There could not have been a better place for the Rhode Island Textile Innovation Network to announce its official formation than historic textile-manufacturing hub Slater Mill in Pawtucket.
“I was really excited when we were approached about hosting the launch,” said Lori Urso, executive director of the Old Slater Mill Association. “It represents the future of an industry in Rhode Island that began right here, at this mill, and in the center of this historic city.”
According to the National Institute of Standards and Technology, there are more than 70 textile companies in Rhode Island, with more than 2,500 workers. Smart fabrics are used in hospital-bed sheets to help reduce infection, in suits to protect those in submarines from explosion or to protect special-forces units from bullets, in highway-construction projects, roofing material and more.
RITIN and its members are committed to collaborating to achieve a skilled workforce, making the state a leader in textile manufacturing. The industry has changed a lot since the 1793 mill was up and running during the Industrial Revolution.
“There has been a massive offshoring of textile jobs,” said Mary Johnson of Polaris MEP, program manager for RITIN. “Ninety-five percent of what we wore was made here in the 1960s. Today, that number is about 2 to 3 percent.”
With Michael Woody of Cranston’s Trans-Tex LLC as president, RITIN is the 2016 creation of Sen. Sheldon Whitehouse, D-R.I., and the University of Rhode Island. The September launch event included partners Real Jobs Rhode Island, the R.I. Commerce Corp., Polaris MEP, the Rhode Island Manufacturers Association and Slater Mill Museum.
‘We can certainly learn from each other … and have some meaningful conversations.’
DANIEL DWIGHT, Cooley Group president and CEO
“If it were only textile companies, we couldn’t have come this far,” said Woody. Trans-Tex makes printed textile items such as printed lanyards, key fobs and printed ribbon. “We [as an industry] have had to reinvent ourselves and have come to focus on more-advanced textiles, more innovation.”
But innovation – for the super-specialty textile companies that serve the automotive, aerospace, military and first-responder industries, for example – takes research, said Johnson. And research takes time, creating a need for a highly collaborative textile-manufacturing group while at the same time having made it more difficult to organize one.
“They are stretched very thin to keep their businesses competitive,” she said of RITIN members. “Now, they can leverage support from that network and R.I. Commerce Corp. and Real Jobs RI. They’re competing in a tough marketplace.”

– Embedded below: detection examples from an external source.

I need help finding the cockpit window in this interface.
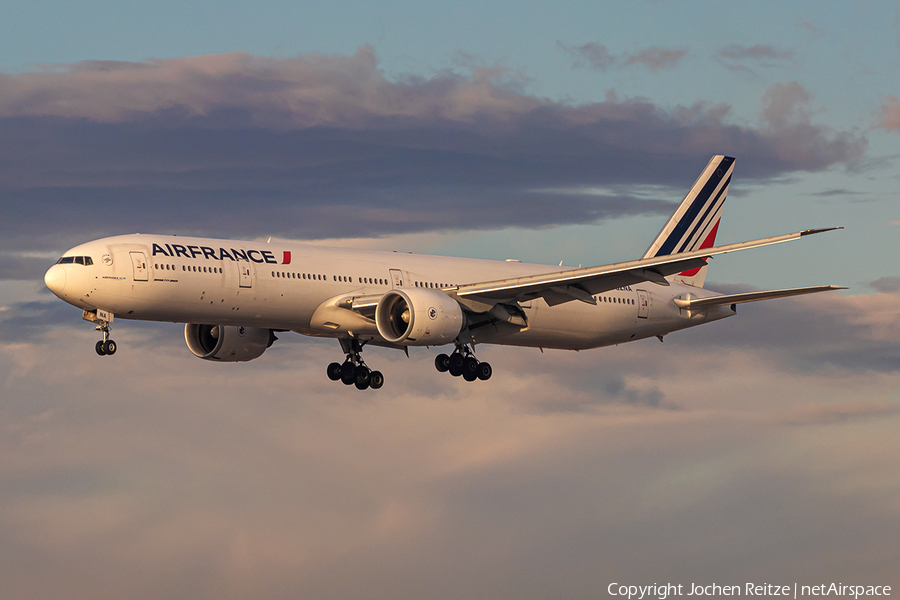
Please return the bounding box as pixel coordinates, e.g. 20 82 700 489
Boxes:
56 256 94 267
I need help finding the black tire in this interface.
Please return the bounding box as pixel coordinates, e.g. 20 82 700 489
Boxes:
369 371 384 390
341 360 356 385
447 352 466 377
477 363 494 381
463 356 478 381
328 363 341 381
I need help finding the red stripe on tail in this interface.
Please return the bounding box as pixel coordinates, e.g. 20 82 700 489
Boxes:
679 219 721 277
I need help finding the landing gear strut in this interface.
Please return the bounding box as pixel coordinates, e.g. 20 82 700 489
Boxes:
434 342 493 381
94 321 116 356
328 339 384 390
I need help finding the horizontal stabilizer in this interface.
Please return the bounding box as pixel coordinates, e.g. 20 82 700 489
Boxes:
675 285 847 310
453 227 841 311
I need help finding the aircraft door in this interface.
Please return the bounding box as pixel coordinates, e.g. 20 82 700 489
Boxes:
238 262 253 288
128 252 148 281
637 290 650 319
391 269 403 289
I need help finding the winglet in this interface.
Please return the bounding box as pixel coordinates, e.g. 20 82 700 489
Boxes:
800 227 843 236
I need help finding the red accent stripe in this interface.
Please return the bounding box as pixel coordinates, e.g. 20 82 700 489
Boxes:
679 219 722 277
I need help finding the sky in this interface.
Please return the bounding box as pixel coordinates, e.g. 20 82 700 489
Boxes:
0 0 900 600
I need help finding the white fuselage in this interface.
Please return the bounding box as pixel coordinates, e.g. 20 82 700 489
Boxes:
45 234 735 350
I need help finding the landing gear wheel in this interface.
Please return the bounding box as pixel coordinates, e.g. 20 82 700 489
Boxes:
476 363 494 381
463 356 478 381
447 352 466 377
369 371 384 390
328 363 341 381
341 360 356 385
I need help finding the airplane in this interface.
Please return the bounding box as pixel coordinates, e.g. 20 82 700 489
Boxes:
44 155 846 390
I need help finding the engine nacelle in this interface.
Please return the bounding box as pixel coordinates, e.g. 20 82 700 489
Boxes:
184 323 278 362
375 288 465 346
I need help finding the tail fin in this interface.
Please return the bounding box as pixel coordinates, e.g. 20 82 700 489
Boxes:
643 154 734 287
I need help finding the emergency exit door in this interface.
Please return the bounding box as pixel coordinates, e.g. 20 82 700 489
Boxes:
128 252 148 281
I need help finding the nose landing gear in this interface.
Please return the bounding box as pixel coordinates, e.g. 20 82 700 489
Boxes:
88 311 116 356
328 339 384 390
434 343 494 381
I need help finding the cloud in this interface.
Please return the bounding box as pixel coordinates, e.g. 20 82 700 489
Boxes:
557 42 688 71
878 96 900 131
625 48 688 71
0 286 900 600
0 47 865 277
869 277 900 294
719 44 794 60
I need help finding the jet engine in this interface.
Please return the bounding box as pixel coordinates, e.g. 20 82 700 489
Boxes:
184 323 278 362
375 288 466 346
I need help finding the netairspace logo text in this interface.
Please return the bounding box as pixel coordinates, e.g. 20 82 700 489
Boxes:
606 582 891 600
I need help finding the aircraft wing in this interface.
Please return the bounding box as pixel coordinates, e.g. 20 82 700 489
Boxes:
675 285 847 309
454 227 842 312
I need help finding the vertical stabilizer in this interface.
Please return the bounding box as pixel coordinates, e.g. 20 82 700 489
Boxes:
643 154 734 287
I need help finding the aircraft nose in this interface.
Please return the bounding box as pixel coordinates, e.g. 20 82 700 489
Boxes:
44 265 66 298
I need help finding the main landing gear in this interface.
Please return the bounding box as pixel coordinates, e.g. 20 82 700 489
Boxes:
328 339 384 390
94 321 116 356
434 343 493 381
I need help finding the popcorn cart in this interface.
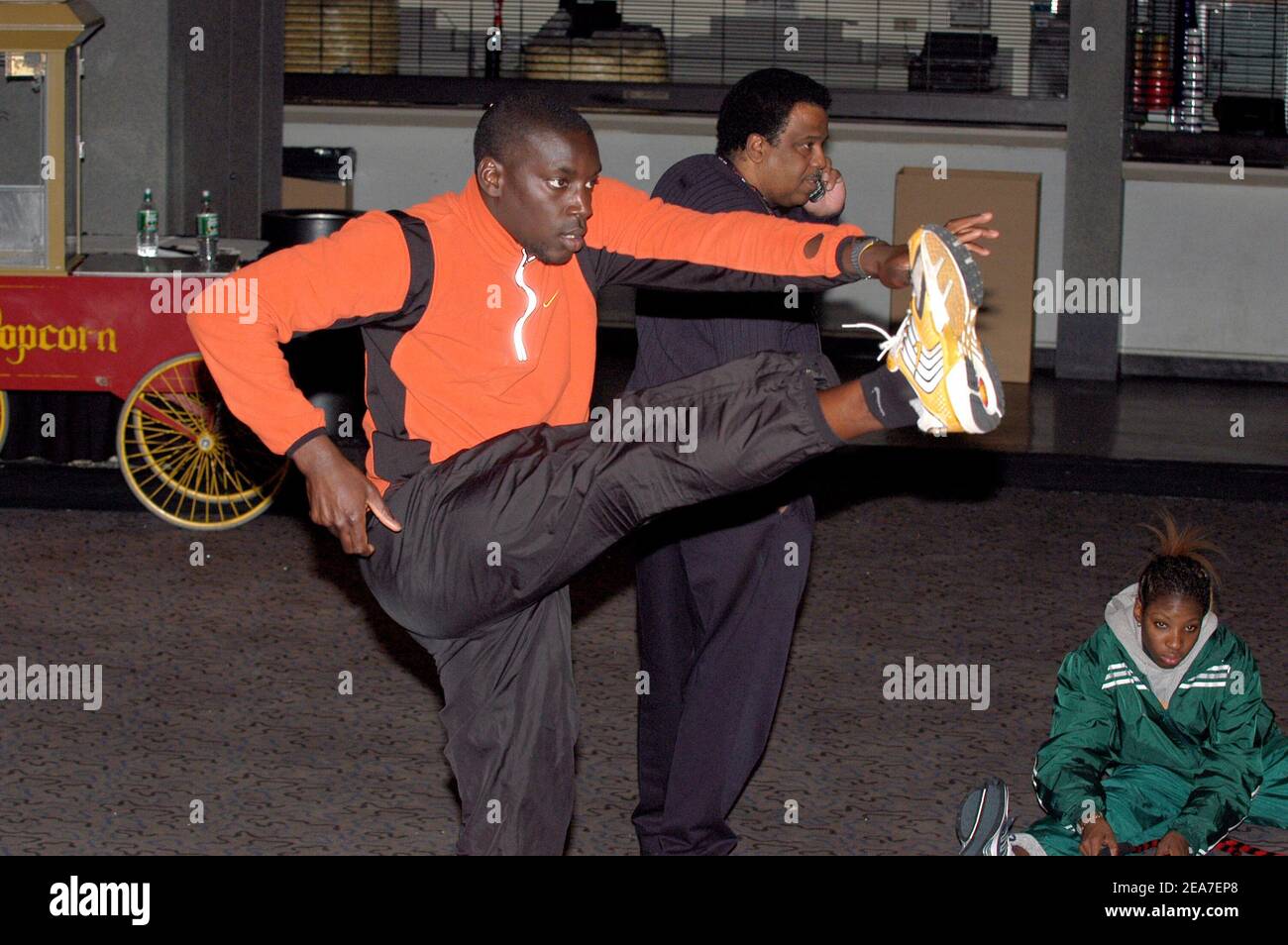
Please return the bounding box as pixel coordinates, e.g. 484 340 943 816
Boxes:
0 0 287 529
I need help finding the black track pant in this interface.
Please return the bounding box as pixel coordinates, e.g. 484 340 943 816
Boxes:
361 352 842 854
634 488 814 856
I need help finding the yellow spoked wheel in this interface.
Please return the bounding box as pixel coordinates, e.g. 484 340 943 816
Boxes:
116 353 287 529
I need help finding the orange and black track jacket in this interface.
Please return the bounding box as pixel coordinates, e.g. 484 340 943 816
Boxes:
187 176 863 493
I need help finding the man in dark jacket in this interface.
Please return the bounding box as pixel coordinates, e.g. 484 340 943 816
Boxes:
628 68 996 854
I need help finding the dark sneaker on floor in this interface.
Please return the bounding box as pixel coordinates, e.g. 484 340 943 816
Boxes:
957 778 1015 856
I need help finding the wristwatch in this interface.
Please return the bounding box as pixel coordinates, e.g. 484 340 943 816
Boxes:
850 236 885 280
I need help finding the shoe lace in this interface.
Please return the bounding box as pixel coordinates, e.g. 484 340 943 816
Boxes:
841 318 909 361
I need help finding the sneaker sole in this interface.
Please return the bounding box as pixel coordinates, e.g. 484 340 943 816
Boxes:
921 223 1006 434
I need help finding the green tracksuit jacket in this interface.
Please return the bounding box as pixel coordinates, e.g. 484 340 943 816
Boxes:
1033 587 1284 852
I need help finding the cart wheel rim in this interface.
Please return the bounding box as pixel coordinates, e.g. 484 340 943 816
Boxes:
116 353 287 529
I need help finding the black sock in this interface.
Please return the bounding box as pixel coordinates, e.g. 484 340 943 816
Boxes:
859 365 917 430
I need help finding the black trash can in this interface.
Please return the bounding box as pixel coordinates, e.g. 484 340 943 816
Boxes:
259 210 368 455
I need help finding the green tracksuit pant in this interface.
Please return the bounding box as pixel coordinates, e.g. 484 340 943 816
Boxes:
1025 736 1288 856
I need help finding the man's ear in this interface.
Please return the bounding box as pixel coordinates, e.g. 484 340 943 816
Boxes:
474 158 505 197
742 132 769 163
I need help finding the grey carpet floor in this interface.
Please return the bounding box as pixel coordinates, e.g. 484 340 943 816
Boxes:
0 482 1288 854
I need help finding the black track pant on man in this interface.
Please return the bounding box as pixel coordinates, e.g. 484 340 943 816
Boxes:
361 352 842 854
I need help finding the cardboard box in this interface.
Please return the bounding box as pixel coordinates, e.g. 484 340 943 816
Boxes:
282 177 353 210
890 166 1042 383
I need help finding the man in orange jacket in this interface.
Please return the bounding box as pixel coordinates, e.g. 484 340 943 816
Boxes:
188 96 1001 854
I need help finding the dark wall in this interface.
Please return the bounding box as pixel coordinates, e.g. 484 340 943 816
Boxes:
81 0 171 235
75 0 284 238
168 0 286 238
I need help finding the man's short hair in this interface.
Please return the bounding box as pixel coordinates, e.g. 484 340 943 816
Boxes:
716 68 832 158
474 91 595 167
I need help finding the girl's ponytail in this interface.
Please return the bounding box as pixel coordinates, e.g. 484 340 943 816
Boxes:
1137 511 1219 611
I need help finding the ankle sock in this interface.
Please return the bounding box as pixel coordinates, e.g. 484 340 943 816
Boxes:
859 365 917 430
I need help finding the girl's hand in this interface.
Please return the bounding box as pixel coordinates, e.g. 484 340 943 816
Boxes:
1154 830 1190 856
1078 815 1118 856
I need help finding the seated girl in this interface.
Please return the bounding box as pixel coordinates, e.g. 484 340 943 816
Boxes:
957 516 1288 856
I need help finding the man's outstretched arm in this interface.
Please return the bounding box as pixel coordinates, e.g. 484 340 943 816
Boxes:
577 177 997 292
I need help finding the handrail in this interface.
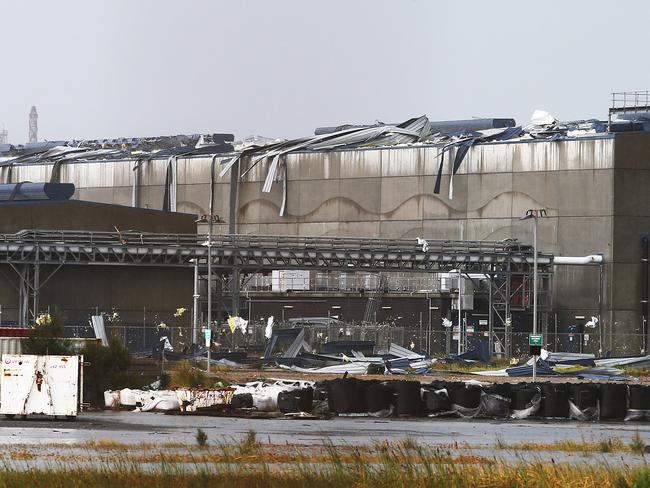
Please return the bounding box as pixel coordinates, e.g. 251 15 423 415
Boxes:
0 229 532 254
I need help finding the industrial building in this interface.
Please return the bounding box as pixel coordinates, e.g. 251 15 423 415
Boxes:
0 95 650 354
0 184 196 345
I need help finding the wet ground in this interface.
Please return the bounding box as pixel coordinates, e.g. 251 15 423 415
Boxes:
0 411 650 446
0 411 650 469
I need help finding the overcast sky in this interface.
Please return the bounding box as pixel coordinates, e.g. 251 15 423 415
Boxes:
0 0 650 143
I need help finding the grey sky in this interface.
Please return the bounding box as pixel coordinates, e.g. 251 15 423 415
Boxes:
0 0 650 143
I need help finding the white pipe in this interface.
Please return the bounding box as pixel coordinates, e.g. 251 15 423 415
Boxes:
553 254 603 265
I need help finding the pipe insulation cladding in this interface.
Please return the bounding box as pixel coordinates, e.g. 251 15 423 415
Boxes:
553 254 603 266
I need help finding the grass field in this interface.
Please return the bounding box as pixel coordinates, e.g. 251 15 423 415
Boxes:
0 432 650 488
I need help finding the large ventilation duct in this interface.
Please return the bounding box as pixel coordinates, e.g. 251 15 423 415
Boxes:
0 182 75 202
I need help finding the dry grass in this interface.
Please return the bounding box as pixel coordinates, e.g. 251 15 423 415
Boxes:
494 433 645 454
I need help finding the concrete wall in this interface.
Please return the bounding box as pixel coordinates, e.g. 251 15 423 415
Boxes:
608 133 650 349
0 136 624 349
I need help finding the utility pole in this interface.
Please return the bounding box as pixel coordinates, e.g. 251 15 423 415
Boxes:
196 214 225 373
29 105 38 142
520 208 546 381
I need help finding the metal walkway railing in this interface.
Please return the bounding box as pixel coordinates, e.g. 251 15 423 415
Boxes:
0 230 553 272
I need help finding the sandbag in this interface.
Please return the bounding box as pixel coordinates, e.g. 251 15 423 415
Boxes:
327 378 365 414
510 384 542 419
388 381 422 415
569 383 598 420
230 393 253 409
278 388 314 413
366 363 386 374
311 381 330 415
423 388 452 416
448 384 483 418
540 383 569 419
598 383 627 420
364 383 394 417
104 390 120 408
625 385 650 420
479 393 510 418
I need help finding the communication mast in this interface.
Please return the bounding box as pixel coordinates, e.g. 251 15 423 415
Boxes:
29 105 38 142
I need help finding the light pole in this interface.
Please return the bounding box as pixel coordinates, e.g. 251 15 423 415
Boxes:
520 208 546 381
196 214 225 373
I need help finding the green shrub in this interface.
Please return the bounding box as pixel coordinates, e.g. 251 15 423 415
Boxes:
196 429 208 447
81 338 135 408
22 307 72 356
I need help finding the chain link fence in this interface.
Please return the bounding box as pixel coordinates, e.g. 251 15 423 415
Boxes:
65 320 645 357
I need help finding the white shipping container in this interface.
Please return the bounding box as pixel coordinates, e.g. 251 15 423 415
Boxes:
0 354 83 417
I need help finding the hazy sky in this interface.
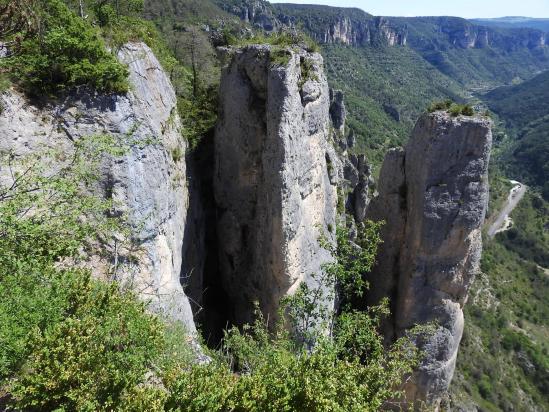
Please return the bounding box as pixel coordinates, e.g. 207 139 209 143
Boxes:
270 0 549 18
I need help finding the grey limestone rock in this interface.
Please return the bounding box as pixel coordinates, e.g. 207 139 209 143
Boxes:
214 46 337 323
368 112 492 407
0 43 196 334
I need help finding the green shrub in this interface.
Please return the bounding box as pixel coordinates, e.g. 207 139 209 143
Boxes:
0 0 128 93
427 99 475 117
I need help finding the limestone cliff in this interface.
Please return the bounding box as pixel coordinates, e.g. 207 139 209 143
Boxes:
0 43 195 333
368 112 492 406
214 46 337 323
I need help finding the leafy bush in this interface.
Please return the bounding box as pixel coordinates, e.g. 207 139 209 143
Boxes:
0 0 128 93
10 273 162 411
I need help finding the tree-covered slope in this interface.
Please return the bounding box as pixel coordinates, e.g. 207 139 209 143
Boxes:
391 17 549 88
322 44 463 166
482 72 549 199
450 186 549 411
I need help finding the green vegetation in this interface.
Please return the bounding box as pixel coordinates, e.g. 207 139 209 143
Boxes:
483 72 549 200
322 45 463 169
451 192 549 411
0 0 128 94
427 100 475 117
389 17 549 89
0 136 417 412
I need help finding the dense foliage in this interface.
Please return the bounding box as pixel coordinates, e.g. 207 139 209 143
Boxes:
0 141 416 412
0 0 128 94
451 187 549 411
484 72 549 200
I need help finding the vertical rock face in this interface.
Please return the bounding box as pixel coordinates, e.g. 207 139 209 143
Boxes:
214 46 337 323
0 43 195 333
330 89 347 134
369 112 492 406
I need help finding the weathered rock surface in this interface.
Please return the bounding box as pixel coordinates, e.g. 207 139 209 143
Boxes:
214 46 337 323
368 112 492 406
0 43 195 334
330 89 347 134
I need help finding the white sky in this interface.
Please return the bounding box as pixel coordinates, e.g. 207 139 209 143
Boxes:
270 0 549 18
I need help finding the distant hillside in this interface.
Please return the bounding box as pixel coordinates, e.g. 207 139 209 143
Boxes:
484 71 549 196
391 17 549 88
469 17 549 32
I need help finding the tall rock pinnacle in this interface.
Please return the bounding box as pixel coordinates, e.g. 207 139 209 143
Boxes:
214 46 337 323
368 112 492 407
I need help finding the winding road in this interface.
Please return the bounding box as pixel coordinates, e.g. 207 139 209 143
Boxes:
488 180 528 238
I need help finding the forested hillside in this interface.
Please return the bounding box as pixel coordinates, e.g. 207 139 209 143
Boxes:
0 0 549 412
482 72 549 200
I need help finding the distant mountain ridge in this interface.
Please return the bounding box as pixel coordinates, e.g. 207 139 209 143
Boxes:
469 16 549 32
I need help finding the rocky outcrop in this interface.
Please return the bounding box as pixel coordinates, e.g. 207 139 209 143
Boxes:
368 112 492 406
0 43 195 334
273 4 408 46
216 0 282 32
214 46 337 323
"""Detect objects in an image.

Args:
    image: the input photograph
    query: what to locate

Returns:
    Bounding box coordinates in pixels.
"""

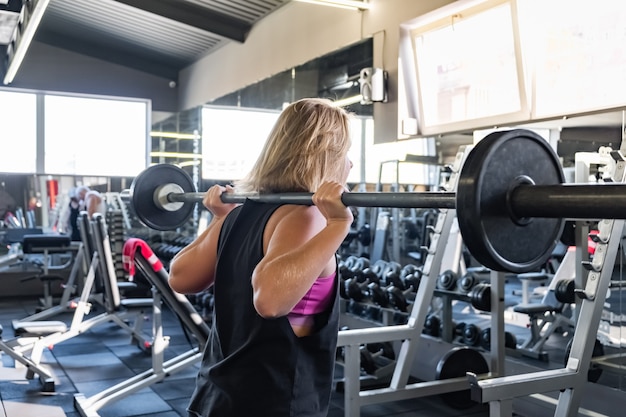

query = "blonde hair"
[236,98,351,194]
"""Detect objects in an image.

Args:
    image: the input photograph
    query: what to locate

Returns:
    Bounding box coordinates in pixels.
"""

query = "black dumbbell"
[437,269,457,291]
[479,327,517,350]
[467,282,491,311]
[359,342,395,375]
[422,314,441,337]
[457,272,480,294]
[344,268,389,307]
[380,262,403,287]
[386,270,421,312]
[554,279,576,304]
[461,323,481,346]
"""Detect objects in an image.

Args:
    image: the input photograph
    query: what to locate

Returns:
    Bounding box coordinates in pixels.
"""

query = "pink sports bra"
[287,272,337,326]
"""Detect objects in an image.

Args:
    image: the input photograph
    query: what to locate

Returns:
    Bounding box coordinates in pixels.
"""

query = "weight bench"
[12,213,153,390]
[22,234,74,309]
[513,248,576,361]
[74,238,210,417]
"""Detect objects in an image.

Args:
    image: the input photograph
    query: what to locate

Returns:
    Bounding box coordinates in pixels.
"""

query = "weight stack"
[106,210,126,280]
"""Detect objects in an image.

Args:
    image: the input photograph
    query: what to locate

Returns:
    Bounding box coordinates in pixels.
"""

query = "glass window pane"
[202,107,279,181]
[0,91,37,173]
[413,3,524,130]
[45,95,149,176]
[519,0,626,118]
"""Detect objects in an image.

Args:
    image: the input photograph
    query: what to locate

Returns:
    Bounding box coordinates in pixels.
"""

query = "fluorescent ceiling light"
[4,0,50,85]
[150,131,200,139]
[296,0,370,10]
[333,94,363,107]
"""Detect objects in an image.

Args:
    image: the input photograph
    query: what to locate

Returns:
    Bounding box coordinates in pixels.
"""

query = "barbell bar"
[130,129,626,273]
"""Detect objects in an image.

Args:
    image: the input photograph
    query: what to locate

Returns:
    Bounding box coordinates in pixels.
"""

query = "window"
[518,0,626,118]
[202,107,279,181]
[0,91,37,173]
[411,0,528,134]
[45,95,150,177]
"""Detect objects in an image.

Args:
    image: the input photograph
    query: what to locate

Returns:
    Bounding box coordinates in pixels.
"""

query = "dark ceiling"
[0,0,290,80]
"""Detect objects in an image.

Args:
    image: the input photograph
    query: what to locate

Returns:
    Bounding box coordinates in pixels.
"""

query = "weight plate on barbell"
[130,164,196,230]
[456,129,565,273]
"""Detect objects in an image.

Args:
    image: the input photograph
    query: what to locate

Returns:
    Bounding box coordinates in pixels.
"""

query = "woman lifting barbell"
[169,99,353,417]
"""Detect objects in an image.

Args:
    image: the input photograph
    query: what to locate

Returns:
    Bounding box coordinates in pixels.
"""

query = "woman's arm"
[252,183,353,318]
[169,185,237,294]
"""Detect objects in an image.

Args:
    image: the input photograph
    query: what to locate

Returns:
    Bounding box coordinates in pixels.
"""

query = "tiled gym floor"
[0,286,626,417]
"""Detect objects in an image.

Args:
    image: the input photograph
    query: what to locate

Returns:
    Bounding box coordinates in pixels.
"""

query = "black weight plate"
[130,164,196,230]
[456,129,565,273]
[435,347,489,410]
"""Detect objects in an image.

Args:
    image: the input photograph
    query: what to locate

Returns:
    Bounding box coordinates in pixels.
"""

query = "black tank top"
[188,200,339,417]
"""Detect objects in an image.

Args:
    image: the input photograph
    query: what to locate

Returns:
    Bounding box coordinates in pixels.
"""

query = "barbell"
[130,129,626,273]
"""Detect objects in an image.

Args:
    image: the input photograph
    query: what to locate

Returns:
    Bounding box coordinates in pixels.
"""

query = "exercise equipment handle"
[167,191,456,209]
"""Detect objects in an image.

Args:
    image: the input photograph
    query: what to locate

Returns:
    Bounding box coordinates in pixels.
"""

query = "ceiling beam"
[111,0,252,42]
[36,28,180,81]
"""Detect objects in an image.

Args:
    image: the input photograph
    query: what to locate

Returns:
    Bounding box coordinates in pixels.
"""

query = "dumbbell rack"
[338,147,504,417]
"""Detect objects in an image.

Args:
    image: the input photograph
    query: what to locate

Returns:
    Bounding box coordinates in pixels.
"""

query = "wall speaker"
[359,67,387,104]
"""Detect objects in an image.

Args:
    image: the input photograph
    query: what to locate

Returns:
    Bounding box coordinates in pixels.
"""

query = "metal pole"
[509,183,626,219]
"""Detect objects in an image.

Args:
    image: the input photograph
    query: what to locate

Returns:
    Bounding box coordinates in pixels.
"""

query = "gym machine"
[3,212,153,391]
[125,129,626,416]
[74,238,210,417]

But member competition is not a concern in being part of the group, as the products they make and materials they use all differ greatly, said Daniel Dwight, president and CEO of the nearly 100-year-old Cooley Group of Pawtucket, which started out making painted cotton awnings and now makes industrial textiles coated with polymer chemicals. RITIN’s value will come from members learning from each other.
“We are banding together because … with the diversity of what we do, there is no competition,” he said. “We can certainly learn from each other, get to know them – or new people if there is a change at a company – and have some meaningful conversations,” especially around best practices, or what other manufacturers have tried that hasn’t worked for them, in terms of technical or operational aspects, for example.
Member facility tours are also in the plans.
Woody notes that Rhode Island and its connections with colleges, along with its labor and training resources, puts it ahead of other areas in growing these kinds of advanced skills.
Johnson cites National Council of Textile Organizations data showing that hourly textile workers make 136 percent more than those who work in a clothing store. The average salary in the textile industry is $52,400, she said.
But first: an education component is needed.
Focus groups with students have shown a negative perception of textile manufacturing so far, Woody said. There is a general lack of information about textile manufacturing and products it yields, and their uses. Research is in the works to study college students’ impressions about the field. Woody said URI, Brown University and Rhode Island School of Design have all expressed interest in things such as lunch-and-learn types of activities.
“The industry in general is a mystery to people,” said Urso. “Unlike a retail shop, a factory is not a place where the average person is welcome to just stop in. … So, it’s difficult to get people excited about the industry. ... Most people have no idea what is going on in those plants, or how it relates to them, if at all.”
Now that RITIN’s network is in place, Woody and Johnson are gathering input on what textile-manufacturing skills are needed and watching pending national legislation for potential job-training funding opportunities. One proposal calls for recent manufacturing retirees training new employees, for example, Johnson said.
“We’re ramping up efforts to change hearts and minds” about textile manufacturing, said Woody.
For folks such as Pawtucket Mayor Donald R. Grebien, this initiative holds nothing but promise, especially with the coming departure of the Pawtucket Red Sox to Worcester, Mass.
“RITIN will tackle real problems that will not only help the textile-manufacturing companies but the thousands of workers that they employ,” said Grebien. “I look forward to seeing the positive strides that RITIN will make.”